Dal 13 dicembre 2025 fino al 28 marzo 2026 la Galleria dello Scudo di Verona ospita una mostra dedicata a una selezione di opere di Carla Accardi realizzate tra il 1964 e il 1965. La rassegna Carlaaccardi oroargento dipinti 1964 - 1965, in collaborazione con l’Archivio Accardi Sanfilippo, riunisce per la prima volta un nucleo di tele caratterizzate dall’uso dei pigmenti oro e argento, che l’artista utilizza per esplorare il rapporto tra segno, luce e spazio pittorico in una fase particolarmente intensa del suo percorso creativo. Le opere, di grandi dimensioni, provengono dalla collezione dell’artista e includono lavori già esposti in Italia e all’estero negli anni Sessanta. L’anno 1964, in particolare, segna l’invito di Accardi alla XXXII Biennale di Venezia con una sala personale, momento documentato da alcune delle tele oggi in mostra. In un testo in catalogo, Carla Lonzi osserva come Accardi attraversi l’informale senza identificarvisi completamente, percependone tuttavia la presenza come elemento preesistente.
L’uso dei pigmenti oro e argento segna un cambiamento nella pratica dell’artista, che sposta la pittura verso una nuova dimensione di luminosità.

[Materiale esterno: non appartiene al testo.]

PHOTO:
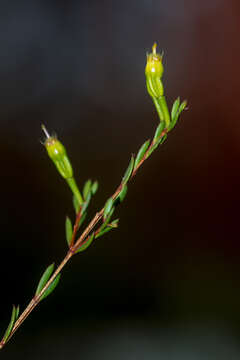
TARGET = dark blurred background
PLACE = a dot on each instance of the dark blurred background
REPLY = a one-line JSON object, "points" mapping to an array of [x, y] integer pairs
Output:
{"points": [[166, 284]]}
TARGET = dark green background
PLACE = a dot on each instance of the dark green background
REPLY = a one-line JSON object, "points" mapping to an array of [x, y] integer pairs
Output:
{"points": [[166, 284]]}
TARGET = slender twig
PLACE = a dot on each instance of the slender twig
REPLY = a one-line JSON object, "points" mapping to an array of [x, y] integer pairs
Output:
{"points": [[74, 246]]}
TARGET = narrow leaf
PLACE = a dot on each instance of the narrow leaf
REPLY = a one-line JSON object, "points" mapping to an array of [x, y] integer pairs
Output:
{"points": [[44, 279], [114, 223], [94, 187], [86, 203], [11, 324], [17, 313], [107, 228], [154, 147], [83, 217], [68, 230], [76, 204], [175, 108], [180, 109], [159, 130], [141, 153], [86, 244], [108, 207], [87, 188], [51, 287], [123, 193], [182, 106], [128, 171], [163, 139]]}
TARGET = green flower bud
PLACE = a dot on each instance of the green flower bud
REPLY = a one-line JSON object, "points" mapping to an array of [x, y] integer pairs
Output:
{"points": [[58, 154], [153, 72]]}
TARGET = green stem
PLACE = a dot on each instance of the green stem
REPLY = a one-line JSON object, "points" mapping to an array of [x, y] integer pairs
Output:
{"points": [[162, 109], [72, 183]]}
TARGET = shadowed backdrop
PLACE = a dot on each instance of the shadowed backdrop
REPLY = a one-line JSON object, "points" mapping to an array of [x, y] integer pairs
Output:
{"points": [[165, 284]]}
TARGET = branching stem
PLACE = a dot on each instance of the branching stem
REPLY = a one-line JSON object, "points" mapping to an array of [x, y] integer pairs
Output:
{"points": [[72, 250]]}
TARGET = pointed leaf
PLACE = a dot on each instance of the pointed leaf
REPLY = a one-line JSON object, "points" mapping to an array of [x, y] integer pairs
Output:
{"points": [[44, 279], [86, 203], [17, 313], [76, 204], [114, 223], [163, 139], [159, 130], [94, 187], [11, 324], [141, 153], [108, 207], [68, 230], [175, 108], [128, 172], [182, 106], [107, 228], [83, 217], [180, 109], [122, 194], [154, 147], [51, 287], [87, 188], [86, 244]]}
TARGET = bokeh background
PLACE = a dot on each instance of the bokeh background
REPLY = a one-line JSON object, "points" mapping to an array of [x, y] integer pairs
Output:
{"points": [[166, 284]]}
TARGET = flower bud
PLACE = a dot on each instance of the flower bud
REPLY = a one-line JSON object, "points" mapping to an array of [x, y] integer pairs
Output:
{"points": [[58, 154], [153, 72]]}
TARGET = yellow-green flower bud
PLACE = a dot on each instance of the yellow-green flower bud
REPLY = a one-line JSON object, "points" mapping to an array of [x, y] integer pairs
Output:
{"points": [[153, 72], [58, 154]]}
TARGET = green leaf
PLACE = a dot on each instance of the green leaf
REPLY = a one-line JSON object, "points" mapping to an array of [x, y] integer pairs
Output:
{"points": [[154, 147], [182, 106], [87, 188], [44, 279], [51, 287], [175, 119], [86, 244], [83, 217], [163, 139], [86, 202], [108, 207], [76, 204], [94, 187], [159, 130], [122, 194], [175, 108], [68, 230], [11, 324], [17, 312], [141, 153], [107, 228], [128, 172]]}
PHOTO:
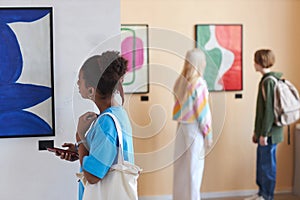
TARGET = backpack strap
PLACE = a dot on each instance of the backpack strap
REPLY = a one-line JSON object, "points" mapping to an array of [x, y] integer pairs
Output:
{"points": [[262, 84]]}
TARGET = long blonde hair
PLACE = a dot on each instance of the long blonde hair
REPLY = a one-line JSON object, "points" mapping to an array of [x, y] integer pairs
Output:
{"points": [[194, 66]]}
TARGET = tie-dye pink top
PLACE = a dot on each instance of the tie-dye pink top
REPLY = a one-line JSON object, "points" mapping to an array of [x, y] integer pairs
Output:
{"points": [[195, 106]]}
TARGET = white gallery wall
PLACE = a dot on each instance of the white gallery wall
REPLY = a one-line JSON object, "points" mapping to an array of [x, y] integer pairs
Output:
{"points": [[80, 29]]}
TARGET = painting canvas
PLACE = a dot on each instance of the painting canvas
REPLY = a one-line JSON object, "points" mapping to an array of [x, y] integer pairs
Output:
{"points": [[26, 72], [134, 48], [223, 47]]}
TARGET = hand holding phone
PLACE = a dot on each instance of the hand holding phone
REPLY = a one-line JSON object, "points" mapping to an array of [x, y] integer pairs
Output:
{"points": [[68, 154]]}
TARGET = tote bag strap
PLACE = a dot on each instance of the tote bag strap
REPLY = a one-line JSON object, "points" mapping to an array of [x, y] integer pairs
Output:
{"points": [[120, 136]]}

Le superfici delle tele dialogano con lo spazio esterno, sfruttando le proprietà riflettenti dei metalli e creando effetti visivi che mutano a seconda del punto di osservazione e dell’angolo di incidenza della luce. In lavori come Grigio scuro oro (1964), Argento oro 1 (1964) e Argento oro 2 (1964), la disposizione del segno, fasce diagonali, strisce orizzontali, losanghe e parallelepipedi, richiama le strutture dei quadri presentati nello stesso anno alla Biennale di Venezia, tra cui Omaggio al Presidente Kennedy e Oriente.
L’anno successivo, opere come Ororosso (Oriente n. 1), Oroblu (Oriente n. 2) e Scacchiera oroverde mostrano un’evoluzione nella gestione del segno: le forme diventano più regolari e sequenziali, mentre pittura e fondo acquisiscono pari ruolo nella costruzione dell’immagine. In questo periodo, Accardi prosegue un’indagine iniziata a metà degli anni Cinquanta con le opere in bianco e nero, dove la tensione tra figura e sfondo definisce lo spazio, e negli anni successivi, nei lavori a colori fluorescenti e complementari, in cui la luce e la percezione ottica dello spettatore diventano elementi centrali.
Scacchiera oroverde (1965), presentata alla Galerie Stadler di Parigi, è commentata da Umbro Apollonio e Michel Tapié come esempio della capacità di Accardi di organizzare il segno in gruppi e fasce che, pur definiti, generano un vitalismo pulsante esteso a tutta la superficie. Le opere di questi anni dimostrano come oro e argento diventino veicoli di luce che interagiscono con lo spazio circostante, creando immagini che agiscono per riverbero e apertura. Critici e storici dell’arte hanno osservato la particolare qualità di questi lavori. Gillo Dorfles, già nel 1964, evidenziava gli effetti di “brillanza” dei colori fluorescenti e argentati, capaci di produrre accensioni cromatiche mirabili. Nel 1976 Anne Marie Sauzeau Boetti rilevava l’aspetto pulsionale e antinaturale del bicolore impiegato da Accardi, ottenuto tramite pigmenti tecnologici o metallici. L’artista stessa, in un’intervista su Flash Art del 1989, ricorda come l’uso del colore fluorescente e trasparente fosse una scelta volta a intensificare la luce, maturata dopo la visita al Mausoleo di Galla Placidia a Ravenna e la partecipazione alla Biennale di Venezia.
Ulteriori prospettive interpretative emergono dall’antologica del 1989 alla Galleria Civica di Modena, dove Marianne Brouwer osserva come le opere di Accardi richiamino antiche tradizioni della luce, dai mosaici persiani alle cupole delle moschee arabe, suggerendo una dimensione filosofica della percezione luminosa. La mostra veronese include anche una selezione di opere su carta, realizzate con pigmenti oro e argento su supporti colorati. I lavori, mai presentati in pubblico nella loro interezza, costituiscono un nucleo coeso in cui il segno si muove libero in sequenze circolari o dilatate fino ai margini del foglio. Germano Celant, nel 1999, ha definito queste superfici come caratterizzate da una danza dei riflessi, dove colori e materiali fluttuano e interagiscono con l’ambiente circostante, generando continui riverberi luminosi. A corredo della rassegna, la Galleria dello Scudo pubblica un catalogo bilingue con testi di Bruno Corà, Paola Bonani e Daniela Lancioni, corredato da un ricco apparato iconografico.